Mal schnutig, mal melodisch, immer fidel

Eine Nummer sei ihr besonders wichtig, sagt sie, die nach ihrer Rolle in der ZDF-Kinderdetektiv-Serie "Die Pfefferkörner" als Neunjährige ihren ersten Burnout hatte: "Es wird viel zu wenig über Depressionen gesprochen." Hm, den Eindruck muss man nach all den aktuellen Künstler-"Beichten" zwar nicht haben. Aber sie singt "Nicht allein" berührend, begleitet sich allein am Klavier, um zu zeigen, wie ernst ihr das ist.

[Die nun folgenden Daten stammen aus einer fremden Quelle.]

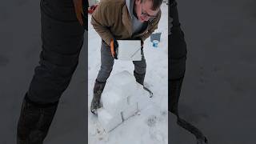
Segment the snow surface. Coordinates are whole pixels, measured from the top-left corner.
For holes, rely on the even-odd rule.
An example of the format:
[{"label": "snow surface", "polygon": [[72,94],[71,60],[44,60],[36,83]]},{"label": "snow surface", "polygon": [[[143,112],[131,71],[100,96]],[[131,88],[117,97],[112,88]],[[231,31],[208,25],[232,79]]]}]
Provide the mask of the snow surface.
[{"label": "snow surface", "polygon": [[[101,38],[90,25],[88,32],[88,139],[89,144],[167,144],[168,143],[168,7],[162,6],[162,18],[158,29],[161,42],[154,48],[150,38],[144,42],[144,54],[147,63],[145,85],[154,93],[152,103],[137,115],[128,118],[117,128],[107,133],[96,116],[90,112],[93,86],[100,68]],[[133,74],[132,62],[114,62],[112,75],[123,70]]]}]

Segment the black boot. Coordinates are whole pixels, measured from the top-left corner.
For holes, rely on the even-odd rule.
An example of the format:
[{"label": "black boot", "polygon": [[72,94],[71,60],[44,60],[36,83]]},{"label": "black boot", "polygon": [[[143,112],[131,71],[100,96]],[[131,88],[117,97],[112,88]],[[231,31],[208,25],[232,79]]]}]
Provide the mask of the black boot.
[{"label": "black boot", "polygon": [[140,83],[141,85],[144,86],[144,78],[145,78],[145,74],[138,74],[134,70],[134,75],[135,77],[136,82]]},{"label": "black boot", "polygon": [[106,82],[101,82],[95,81],[95,84],[94,84],[94,98],[91,101],[91,104],[90,104],[90,111],[97,115],[97,109],[100,108],[100,102],[101,102],[101,96],[102,94],[102,91],[104,90]]},{"label": "black boot", "polygon": [[42,144],[58,103],[37,104],[26,96],[18,122],[17,144]]}]

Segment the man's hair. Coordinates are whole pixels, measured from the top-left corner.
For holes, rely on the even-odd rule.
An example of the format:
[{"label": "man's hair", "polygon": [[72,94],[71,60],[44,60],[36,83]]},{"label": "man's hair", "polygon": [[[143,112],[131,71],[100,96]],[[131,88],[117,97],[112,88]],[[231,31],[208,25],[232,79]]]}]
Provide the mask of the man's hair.
[{"label": "man's hair", "polygon": [[151,10],[158,10],[162,3],[162,0],[141,0],[141,2],[145,2],[146,1],[151,1],[153,5],[152,5],[152,7],[151,7]]}]

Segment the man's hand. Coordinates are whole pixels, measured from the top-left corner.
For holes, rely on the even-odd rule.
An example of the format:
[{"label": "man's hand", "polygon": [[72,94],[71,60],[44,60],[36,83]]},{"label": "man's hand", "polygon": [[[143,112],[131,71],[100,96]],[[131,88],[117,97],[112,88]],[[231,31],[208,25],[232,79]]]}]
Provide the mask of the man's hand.
[{"label": "man's hand", "polygon": [[111,55],[115,59],[118,59],[118,41],[111,39],[110,41],[110,50],[111,50]]},{"label": "man's hand", "polygon": [[83,14],[83,10],[82,10],[82,1],[83,0],[73,0],[74,6],[74,10],[75,10],[75,14],[77,15],[77,18],[79,21],[79,23],[83,26],[83,21],[82,21],[82,17],[85,14]]}]

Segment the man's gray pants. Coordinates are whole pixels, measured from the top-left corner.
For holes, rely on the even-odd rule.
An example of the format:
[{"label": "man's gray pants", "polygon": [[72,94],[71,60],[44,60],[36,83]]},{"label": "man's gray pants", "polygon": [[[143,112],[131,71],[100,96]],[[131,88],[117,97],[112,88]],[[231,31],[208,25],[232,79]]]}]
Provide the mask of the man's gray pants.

Was hilft? In dem Alter denkt man noch: saufen. Also, was reimt sich alles auf Lillet, Gin, Kir Royal und Limoncello? Nina Chuba rappt es vor, mal schnutig, mal melodisch, mal peitschend, immer fidel. Zu schön variablem Sound von Seeed-Dancehall bis Industrial-Techno schlängelt sie sich im bauchfreien Top, schwingt die hüftlangen Bommel-Zöpfe und schwenkt animierend die Arme wie im "Oberbayern" in El Arenal. Für den Party-Moment passt das, für noch größere Hallen muss mehr kommen. In der Tonhalle ist schon für den 7. Mai 2024 im Zenith plakatiert.